WASHINGTON: L'armée américaine a annoncé mercredi avoir tiré sur un pétrolier battant pavillon iranien ayant tenté de forcer le blocus des ports iraniens imposé par Washington pour en "neutraliser le gouvernail".

"Les forces américaines opérant dans le Golfe ont fait respecter les mesures de blocus en neutralisant un pétrolier battant pavillon iranien sans cargaison qui tentait de naviguer vers un port iranien mercredi, à 9H00 heure de Washington", écrit le commandement américain pour le Moyen-Orient (Centcom) sur X.

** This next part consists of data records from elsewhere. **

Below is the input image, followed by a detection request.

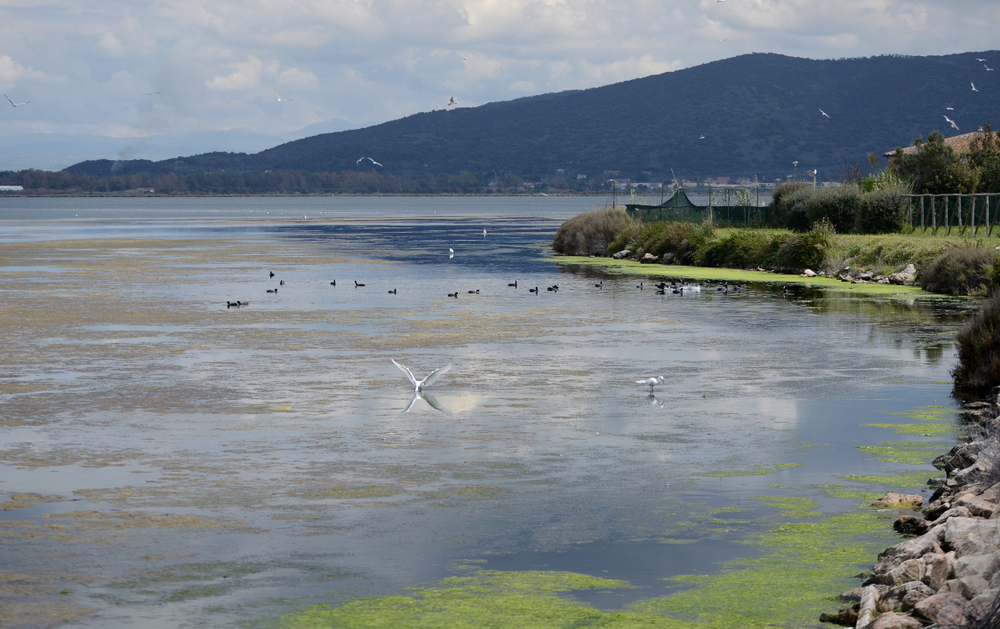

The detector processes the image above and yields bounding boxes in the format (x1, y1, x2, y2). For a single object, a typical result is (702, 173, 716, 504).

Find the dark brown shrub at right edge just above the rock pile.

(951, 292, 1000, 398)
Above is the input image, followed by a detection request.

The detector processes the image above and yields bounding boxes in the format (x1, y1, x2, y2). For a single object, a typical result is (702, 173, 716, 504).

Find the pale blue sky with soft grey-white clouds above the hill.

(0, 0, 1000, 170)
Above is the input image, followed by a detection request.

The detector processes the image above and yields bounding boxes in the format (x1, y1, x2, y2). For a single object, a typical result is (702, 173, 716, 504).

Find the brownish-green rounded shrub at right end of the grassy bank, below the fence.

(919, 246, 1000, 296)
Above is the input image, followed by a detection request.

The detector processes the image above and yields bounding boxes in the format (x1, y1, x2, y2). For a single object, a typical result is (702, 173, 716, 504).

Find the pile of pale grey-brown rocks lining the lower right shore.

(820, 387, 1000, 629)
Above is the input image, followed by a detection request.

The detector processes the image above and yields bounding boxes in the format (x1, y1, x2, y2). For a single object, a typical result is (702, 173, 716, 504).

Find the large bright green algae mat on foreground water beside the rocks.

(278, 496, 894, 629)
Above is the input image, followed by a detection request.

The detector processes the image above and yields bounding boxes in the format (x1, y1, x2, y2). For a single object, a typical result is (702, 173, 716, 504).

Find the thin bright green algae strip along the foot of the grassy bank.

(554, 256, 932, 297)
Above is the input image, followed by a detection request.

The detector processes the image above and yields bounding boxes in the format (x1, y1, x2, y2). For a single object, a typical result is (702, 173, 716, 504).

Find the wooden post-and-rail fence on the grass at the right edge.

(905, 193, 1000, 236)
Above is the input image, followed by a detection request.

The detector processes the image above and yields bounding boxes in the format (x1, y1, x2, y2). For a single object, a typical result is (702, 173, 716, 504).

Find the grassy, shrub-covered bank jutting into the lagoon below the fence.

(552, 208, 1000, 295)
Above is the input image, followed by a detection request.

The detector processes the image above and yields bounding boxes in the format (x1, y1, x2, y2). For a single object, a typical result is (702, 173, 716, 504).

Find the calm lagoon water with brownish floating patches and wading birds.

(0, 197, 967, 627)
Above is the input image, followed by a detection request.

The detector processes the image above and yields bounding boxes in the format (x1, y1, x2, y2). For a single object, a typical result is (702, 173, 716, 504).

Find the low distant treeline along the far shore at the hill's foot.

(0, 170, 600, 195)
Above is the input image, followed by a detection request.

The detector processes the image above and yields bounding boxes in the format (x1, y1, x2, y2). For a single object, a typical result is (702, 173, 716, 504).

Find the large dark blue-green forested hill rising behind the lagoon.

(66, 51, 1000, 181)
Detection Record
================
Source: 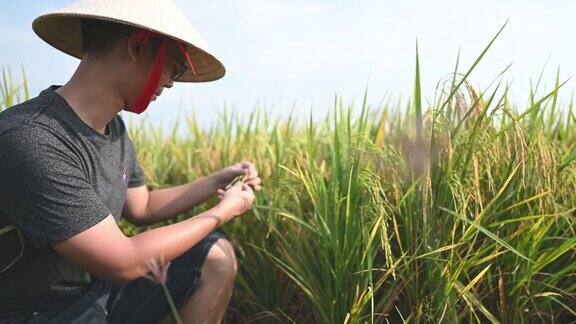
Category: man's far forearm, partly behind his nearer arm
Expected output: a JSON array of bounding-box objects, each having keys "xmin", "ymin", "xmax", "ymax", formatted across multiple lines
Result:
[{"xmin": 122, "ymin": 174, "xmax": 222, "ymax": 226}]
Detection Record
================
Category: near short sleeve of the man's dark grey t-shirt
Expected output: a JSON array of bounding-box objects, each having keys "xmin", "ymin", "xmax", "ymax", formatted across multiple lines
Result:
[{"xmin": 0, "ymin": 128, "xmax": 110, "ymax": 247}]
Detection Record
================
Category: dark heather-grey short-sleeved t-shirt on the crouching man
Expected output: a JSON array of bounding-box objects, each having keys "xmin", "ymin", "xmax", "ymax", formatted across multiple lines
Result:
[{"xmin": 0, "ymin": 85, "xmax": 145, "ymax": 314}]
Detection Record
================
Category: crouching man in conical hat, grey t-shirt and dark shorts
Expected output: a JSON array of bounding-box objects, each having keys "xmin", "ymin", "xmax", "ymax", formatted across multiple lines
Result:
[{"xmin": 0, "ymin": 0, "xmax": 261, "ymax": 323}]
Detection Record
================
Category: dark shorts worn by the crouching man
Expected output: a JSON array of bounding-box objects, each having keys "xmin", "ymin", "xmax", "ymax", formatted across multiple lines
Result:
[{"xmin": 0, "ymin": 232, "xmax": 223, "ymax": 324}]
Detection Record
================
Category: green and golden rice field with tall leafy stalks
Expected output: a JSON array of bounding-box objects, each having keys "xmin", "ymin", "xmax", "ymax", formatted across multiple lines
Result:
[{"xmin": 0, "ymin": 32, "xmax": 576, "ymax": 323}]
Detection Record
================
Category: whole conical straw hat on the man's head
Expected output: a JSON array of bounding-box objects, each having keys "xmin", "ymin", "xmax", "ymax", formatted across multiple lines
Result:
[{"xmin": 32, "ymin": 0, "xmax": 226, "ymax": 82}]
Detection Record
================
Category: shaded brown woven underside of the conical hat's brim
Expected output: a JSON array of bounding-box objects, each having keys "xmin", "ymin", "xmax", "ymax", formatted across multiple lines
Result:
[{"xmin": 32, "ymin": 13, "xmax": 226, "ymax": 82}]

"Après que l'équipage du Hasna n'a pas obtempéré aux avertissements répétés, les forces américaines ont neutralisé le gouvernail du pétrolier en tirant plusieurs salves" depuis un avion lancé depuis le porte-avions Abraham Lincoln, déployé dans la région, a-t-il ajouté, précisant que "le Hasna ne fait plus route vers l'Iran".

Il s'agit de la deuxième fois que les Etats-Unis interviennent pour neutraliser un navire iranien ne se pliant pas au blocus qu'ils ont mis en place le 13 avril, après qu'un premier round de négociations avec Téhéran n'a pas abouti.

Le 19 avril, les forces américaines, depuis un destroyer cette fois, avaient ciblé la salle des machines du Touska après avoir ordonné à l'équipage de l'évacuer, neutralisant ainsi le bateau.

Si le blocus des ports iraniens se poursuit, Donald Trump a annoncé mardi la suspension de l'opération américaine "Projet Liberté", lancée juste 48 heures plus tôt pour permettre à des centaines de navires coincés dans le Golfe de franchir le détroit d'Ormuz, "compte tenu des grands progrès accomplis en vue d'un accord complet et définitif avec les dirigeants iraniens".

Mais le président américain a augmenté la pression sur l'Iran mercredi en menaçant de bombarder le pays avec une "intensité bien plus forte qu'avant" si ses dirigeants ne concluaient pas d'accord avec Washington.